UWC Chamber Music Institute |
The official launch of the Institute, held on Saturday 24 August, marks an innovative approach that not only allows accomplished musicians without formal training to receive Recognition of Prior Learning, it also allows students studying towards other degrees to obtain tuition and grading in music across intermediate and advanced levels.
To “kickstart” the Institute, the Arianna String Quartet from the St. Louis campus of the University of Missouri – which has a 27-year partnership with UWC – spent three weeks working with music pupils at Good Hope Seminary High and Phandulwazi High, as well as holding workshops and master classes at institutions ranging from township schools to the University of Stellenbosch.

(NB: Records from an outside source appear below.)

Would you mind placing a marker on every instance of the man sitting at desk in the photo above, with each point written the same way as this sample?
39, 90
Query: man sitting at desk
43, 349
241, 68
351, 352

Many of the participants in these workshops formed part of the string orchestra that played the first movement of Allan Stephenson’s new Concerto Grosso No.2 at the launch, a composition especially commissioned by the UWC Centre for Performing Arts within which the Institute is housed.
UWC Centre for Performing Arts head Henriette Weber said they were trying to change the mindset around how education is offered. There are many people who have the talent but lack the opportunity to receive accreditation, she said.
With 25 students at the Institute currently, she said it was amazing to see how people were often able to play music at a level far beyond the theory and music reading level they were being taught at.
Each student had come to music through a different route, she said, from jazz players who learnt how to play at various projects, to science students who maintained a love for music.
Thus the teaching at the Institute was very “one-on-one” rather than slotting them into a“mass programme”.
“We need to be relevant in a changing educational environment,” said Arianna String Quartet First Violinist John McGrosso. While working with people in the townships and universities, he was struck by the potential of people in South Africa. “The most powerful thing about being a teacher is seeing what the future has in store and it is a powerful thing to see what potential the people hold here.”
While the quartet worked hard during their three weeks, the first word that came to
mind for Grade 12 pupil and workshop participant Yonela Ngungeni, was “fun”.
Working with the Arianna String Quartet was “fun, amazing”, said Ngungeni, who attends
Trafalgar High but is a music pupil at Beau Soleil Music Centre.